In der Vorschlagsliste der Universität wurde ausdrücklich darauf
hingewiesen, dass der Assistent Wilkens’, Wilhelm Rabe, der bereits
im Mai 1934 mit dem Abhalten der Vorlesungen beauftragt worden war,
für die Nachfolge ungeeignet erscheine.
Er sei zwar ein guter Beobachter, lasse aber nach Meinung der Fakultät
keine neuen Anregungen für den Lehrstuhl erwarten .
Da diese Einschätzung bei politisch einflussreichen Personen aus dem
Umfeld der Sternwarte auf heftigsten Widerstand stieß, forderte
im September 1934 das Reichsministerium das bayerische
Kultusministerium auf, in Verhandlungen mit Rabe zu treten, was
letztendlich im Dezember 1934 geschah.
Da Rabe in seinen Forderungen zurückhaltend war, konnte seine
offizielle Ernennung zum Sternwartdirektor und Ordinarius für
Astronomie an der Universität am 20. April 1935 stattfinden.

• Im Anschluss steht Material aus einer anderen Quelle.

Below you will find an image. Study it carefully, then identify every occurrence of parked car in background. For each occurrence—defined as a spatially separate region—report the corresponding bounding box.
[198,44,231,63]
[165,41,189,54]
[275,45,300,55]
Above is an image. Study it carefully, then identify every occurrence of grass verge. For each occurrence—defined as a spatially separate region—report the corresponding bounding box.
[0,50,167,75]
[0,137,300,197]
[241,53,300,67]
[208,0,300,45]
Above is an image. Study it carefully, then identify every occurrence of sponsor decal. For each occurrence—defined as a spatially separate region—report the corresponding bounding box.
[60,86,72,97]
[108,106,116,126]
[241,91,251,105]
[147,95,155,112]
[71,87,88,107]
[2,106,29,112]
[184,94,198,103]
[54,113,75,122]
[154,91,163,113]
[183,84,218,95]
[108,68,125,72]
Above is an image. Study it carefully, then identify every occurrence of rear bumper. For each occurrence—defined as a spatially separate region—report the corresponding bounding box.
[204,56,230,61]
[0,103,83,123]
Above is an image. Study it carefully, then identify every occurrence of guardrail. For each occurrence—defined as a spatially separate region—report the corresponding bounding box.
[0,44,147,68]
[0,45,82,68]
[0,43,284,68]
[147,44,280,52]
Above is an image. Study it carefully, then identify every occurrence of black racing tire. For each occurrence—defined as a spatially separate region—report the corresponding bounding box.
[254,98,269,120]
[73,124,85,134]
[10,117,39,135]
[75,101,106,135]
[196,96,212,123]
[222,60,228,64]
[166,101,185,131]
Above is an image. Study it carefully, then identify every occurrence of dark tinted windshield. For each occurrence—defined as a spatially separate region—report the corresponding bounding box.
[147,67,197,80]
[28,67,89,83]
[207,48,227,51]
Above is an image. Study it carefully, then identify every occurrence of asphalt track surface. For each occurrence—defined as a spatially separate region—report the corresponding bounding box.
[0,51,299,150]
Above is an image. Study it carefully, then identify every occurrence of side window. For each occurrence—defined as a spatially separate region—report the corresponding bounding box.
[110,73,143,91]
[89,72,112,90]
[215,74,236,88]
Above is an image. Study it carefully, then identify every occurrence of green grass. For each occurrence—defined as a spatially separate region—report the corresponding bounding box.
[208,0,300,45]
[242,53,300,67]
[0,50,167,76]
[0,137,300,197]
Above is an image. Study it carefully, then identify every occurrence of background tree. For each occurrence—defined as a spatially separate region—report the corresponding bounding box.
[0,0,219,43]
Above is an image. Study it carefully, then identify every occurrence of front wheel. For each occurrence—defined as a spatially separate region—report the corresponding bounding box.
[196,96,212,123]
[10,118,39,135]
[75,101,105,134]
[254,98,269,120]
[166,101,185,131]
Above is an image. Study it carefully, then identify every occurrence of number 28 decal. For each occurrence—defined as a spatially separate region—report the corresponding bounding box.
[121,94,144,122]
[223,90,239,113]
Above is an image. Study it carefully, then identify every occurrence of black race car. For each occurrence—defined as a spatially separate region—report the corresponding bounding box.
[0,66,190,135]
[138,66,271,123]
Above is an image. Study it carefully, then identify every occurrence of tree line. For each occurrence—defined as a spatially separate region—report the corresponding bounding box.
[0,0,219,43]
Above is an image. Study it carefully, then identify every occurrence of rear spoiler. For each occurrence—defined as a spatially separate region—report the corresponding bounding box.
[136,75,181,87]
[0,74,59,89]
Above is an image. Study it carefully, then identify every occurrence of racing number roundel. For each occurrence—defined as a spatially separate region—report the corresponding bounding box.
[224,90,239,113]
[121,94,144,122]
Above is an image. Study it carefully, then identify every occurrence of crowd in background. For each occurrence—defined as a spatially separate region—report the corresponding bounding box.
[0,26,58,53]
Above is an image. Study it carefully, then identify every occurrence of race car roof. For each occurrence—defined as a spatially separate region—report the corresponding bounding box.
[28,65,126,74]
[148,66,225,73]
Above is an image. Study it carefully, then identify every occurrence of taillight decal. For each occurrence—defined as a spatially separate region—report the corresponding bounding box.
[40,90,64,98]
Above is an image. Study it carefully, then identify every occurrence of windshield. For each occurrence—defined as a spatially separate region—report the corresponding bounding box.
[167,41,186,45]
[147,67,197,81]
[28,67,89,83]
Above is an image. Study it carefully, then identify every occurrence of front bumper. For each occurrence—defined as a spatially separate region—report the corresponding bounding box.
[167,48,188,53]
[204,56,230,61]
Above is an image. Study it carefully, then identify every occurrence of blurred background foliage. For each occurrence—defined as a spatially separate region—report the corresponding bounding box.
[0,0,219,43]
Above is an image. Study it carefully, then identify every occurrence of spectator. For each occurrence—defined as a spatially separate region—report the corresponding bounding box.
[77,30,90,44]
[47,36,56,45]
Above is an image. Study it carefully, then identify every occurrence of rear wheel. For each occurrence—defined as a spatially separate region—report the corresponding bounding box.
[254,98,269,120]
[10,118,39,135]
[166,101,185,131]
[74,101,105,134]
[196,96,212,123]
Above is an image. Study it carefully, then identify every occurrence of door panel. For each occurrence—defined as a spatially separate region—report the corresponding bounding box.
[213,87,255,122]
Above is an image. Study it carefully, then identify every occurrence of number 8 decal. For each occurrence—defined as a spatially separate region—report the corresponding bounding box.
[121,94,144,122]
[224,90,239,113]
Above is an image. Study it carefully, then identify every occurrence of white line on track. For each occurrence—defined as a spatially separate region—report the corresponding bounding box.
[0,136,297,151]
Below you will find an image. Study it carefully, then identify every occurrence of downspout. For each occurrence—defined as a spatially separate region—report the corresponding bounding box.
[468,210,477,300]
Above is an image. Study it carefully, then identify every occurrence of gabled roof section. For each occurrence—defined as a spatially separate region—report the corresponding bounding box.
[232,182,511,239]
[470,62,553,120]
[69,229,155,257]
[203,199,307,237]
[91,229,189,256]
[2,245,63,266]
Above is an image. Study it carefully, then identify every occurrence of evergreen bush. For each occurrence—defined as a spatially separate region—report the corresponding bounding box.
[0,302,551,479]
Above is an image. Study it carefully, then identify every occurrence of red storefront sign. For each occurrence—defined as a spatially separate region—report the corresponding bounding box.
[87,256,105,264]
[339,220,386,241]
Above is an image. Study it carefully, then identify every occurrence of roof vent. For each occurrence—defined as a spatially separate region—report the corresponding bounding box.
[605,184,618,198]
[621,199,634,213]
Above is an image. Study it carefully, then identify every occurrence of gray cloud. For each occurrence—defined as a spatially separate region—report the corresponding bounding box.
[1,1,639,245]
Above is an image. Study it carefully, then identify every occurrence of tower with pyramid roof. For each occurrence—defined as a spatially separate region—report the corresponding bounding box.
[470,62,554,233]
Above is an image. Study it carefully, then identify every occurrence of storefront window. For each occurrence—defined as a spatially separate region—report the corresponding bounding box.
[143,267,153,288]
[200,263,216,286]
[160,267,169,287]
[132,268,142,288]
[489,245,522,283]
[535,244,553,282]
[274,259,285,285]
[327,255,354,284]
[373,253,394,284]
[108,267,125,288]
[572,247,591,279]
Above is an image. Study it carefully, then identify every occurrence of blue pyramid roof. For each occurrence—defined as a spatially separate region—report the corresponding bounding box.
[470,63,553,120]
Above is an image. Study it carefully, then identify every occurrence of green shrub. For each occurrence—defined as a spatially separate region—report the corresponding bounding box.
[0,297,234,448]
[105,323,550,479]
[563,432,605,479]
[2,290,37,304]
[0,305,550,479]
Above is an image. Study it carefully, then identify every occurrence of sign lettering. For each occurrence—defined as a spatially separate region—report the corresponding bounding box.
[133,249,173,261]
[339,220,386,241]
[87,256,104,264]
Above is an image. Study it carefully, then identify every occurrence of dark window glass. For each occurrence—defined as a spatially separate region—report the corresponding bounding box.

Im Sommer des gleichen Jahres erreichte er eine Aufstockung des
Personals, so dass zum Jahresende 1935 wieder nominell sieben
Astronomen an der Sternwarte Bogenhausen tätig waren.
Um der drückenden Raumnot zu begegnen, wurde das Erdgeschoss der
Direktoren-Villa für Institutszwecke umgewandelt und dort die
Bibliothek, ein Lesezimmer und eine Dunkelkammer untergebracht.
Den frei werdenden Raum in der südwestlichen Ecke des Hauptgebäudes,
der fast 120 Jahren als Bibliothek verwendet worden war, nutzte man
nun als mechanische Werkstatt.
Auch Rabe war wegen der obwaltenden Umstände und auf Grund seiner
wissenschaftlichen Präferenzen nicht in der Lage, die Sternwarte
Bogenhausen aus ihrem Dornröschenschlaf zu wecken und enger an die
Astrophysik heranzuführen.
Sofort nach dem Weggang Wilkens hatte er die photographischen
Untersuchungen am Fraunhofer-Refraktor, die ja zumindest ein zaghaftes
astrophysikalisches Programm waren, einstellen und den ursprüngliche
Zustand an diesem Teleskop wiederherstellen lassen.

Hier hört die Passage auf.